Background: Dehiscence of colon anastomosis is a common, serious and potentially life-threatening complication after colorectal operation. In experimental models, impaired biomechanic strength of colon anastomoses is preventable by general inhibitors of matrix metalloproteinases (MMPs) and associated with collagen loss, which indicates a possible link between MMP-mediated collagen degradation and dehiscence. The precise localization of collagen degradation within the anastomotic area and the specific MMPs responsible are unknown.

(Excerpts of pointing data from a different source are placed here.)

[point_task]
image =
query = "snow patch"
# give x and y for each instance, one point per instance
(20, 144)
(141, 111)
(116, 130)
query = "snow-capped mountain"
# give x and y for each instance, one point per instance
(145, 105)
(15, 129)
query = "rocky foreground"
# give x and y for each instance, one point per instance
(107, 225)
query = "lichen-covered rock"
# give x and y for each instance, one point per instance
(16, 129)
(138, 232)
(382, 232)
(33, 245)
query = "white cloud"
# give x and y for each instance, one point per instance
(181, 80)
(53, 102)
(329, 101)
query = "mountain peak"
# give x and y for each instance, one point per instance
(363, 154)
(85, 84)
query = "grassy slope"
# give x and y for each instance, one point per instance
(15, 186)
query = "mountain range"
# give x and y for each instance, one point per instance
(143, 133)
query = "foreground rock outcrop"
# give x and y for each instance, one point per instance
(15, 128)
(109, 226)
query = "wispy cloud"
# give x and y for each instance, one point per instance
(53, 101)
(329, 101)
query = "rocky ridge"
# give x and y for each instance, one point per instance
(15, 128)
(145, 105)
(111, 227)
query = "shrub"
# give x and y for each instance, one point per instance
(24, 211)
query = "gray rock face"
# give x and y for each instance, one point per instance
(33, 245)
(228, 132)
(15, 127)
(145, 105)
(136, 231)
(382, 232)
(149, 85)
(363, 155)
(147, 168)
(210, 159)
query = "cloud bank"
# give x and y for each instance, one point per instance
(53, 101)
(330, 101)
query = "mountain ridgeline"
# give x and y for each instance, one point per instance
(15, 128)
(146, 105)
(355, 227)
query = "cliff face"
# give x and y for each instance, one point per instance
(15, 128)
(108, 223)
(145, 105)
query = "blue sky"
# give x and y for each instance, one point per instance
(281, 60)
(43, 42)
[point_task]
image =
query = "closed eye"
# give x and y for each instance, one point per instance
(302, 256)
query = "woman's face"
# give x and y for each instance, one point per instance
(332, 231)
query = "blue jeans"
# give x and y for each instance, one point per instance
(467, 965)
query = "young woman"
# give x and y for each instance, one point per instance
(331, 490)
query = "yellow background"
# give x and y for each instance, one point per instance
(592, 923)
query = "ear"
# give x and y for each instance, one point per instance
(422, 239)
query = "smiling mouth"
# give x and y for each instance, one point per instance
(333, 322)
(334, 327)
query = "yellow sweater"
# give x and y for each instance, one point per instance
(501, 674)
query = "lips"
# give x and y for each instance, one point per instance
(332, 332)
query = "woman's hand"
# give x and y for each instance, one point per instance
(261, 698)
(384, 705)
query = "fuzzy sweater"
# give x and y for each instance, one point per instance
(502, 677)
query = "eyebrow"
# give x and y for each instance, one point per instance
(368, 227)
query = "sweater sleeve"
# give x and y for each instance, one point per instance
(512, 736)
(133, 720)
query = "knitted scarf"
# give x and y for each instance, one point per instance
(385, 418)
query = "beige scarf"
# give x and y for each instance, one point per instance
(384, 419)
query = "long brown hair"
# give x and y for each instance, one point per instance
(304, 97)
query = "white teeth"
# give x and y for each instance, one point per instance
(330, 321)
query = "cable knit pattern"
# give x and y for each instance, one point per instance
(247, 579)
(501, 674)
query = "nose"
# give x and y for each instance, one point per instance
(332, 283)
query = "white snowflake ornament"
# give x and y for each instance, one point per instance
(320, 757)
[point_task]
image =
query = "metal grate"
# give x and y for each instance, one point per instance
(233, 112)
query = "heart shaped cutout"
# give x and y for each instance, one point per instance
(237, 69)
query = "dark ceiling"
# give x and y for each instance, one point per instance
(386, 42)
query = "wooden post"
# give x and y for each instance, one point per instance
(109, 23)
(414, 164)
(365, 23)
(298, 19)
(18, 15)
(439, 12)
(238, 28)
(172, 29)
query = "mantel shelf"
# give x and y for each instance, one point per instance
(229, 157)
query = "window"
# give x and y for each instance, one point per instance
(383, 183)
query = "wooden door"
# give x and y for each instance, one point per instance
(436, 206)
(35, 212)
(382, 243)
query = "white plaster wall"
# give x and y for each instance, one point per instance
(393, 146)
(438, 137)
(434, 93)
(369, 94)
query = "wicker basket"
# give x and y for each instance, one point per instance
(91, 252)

Methods: We have analyzed distinct zones within anastomoses using a novel microdissection technique for collagen levels, collagenolytic activity exerted directly by endogenous proteinases, and MMP-8 and MMP-9 immunoreactivity and their collagenolytic activity.
Results: The most pronounced collagen loss was observed in the suture-holding zone, showing a 29% drop compared with adjacent micro-areas of 3-day-old anastomoses. Only this specific tissue compartment underwent a dramatic and significant increase in collagenolysis, amounting to a loss of 10% of existing collagen molecules in 24 hours, and was abolished by metalloproteinase inhibitors. The tissue surrounding suture channels was heavily infiltrated with CD68-positive histiocytes that expressed MMP-8 and to a lesser extent MMP-9. The collagenolytic effect of the interstitial collagenase MMP-8 was synergistically potentiated by the gelatinase MMP-9 when added to colon biopsies incubated in vitro.
Conclusions: The unique finding of this study was that the specific tissue holding the sutures of a colon anastomosis lost the most collagen presumably through induction and activation of multiple MMPs that may explain the beneficial effects of treatment with non-selective MMP antagonists.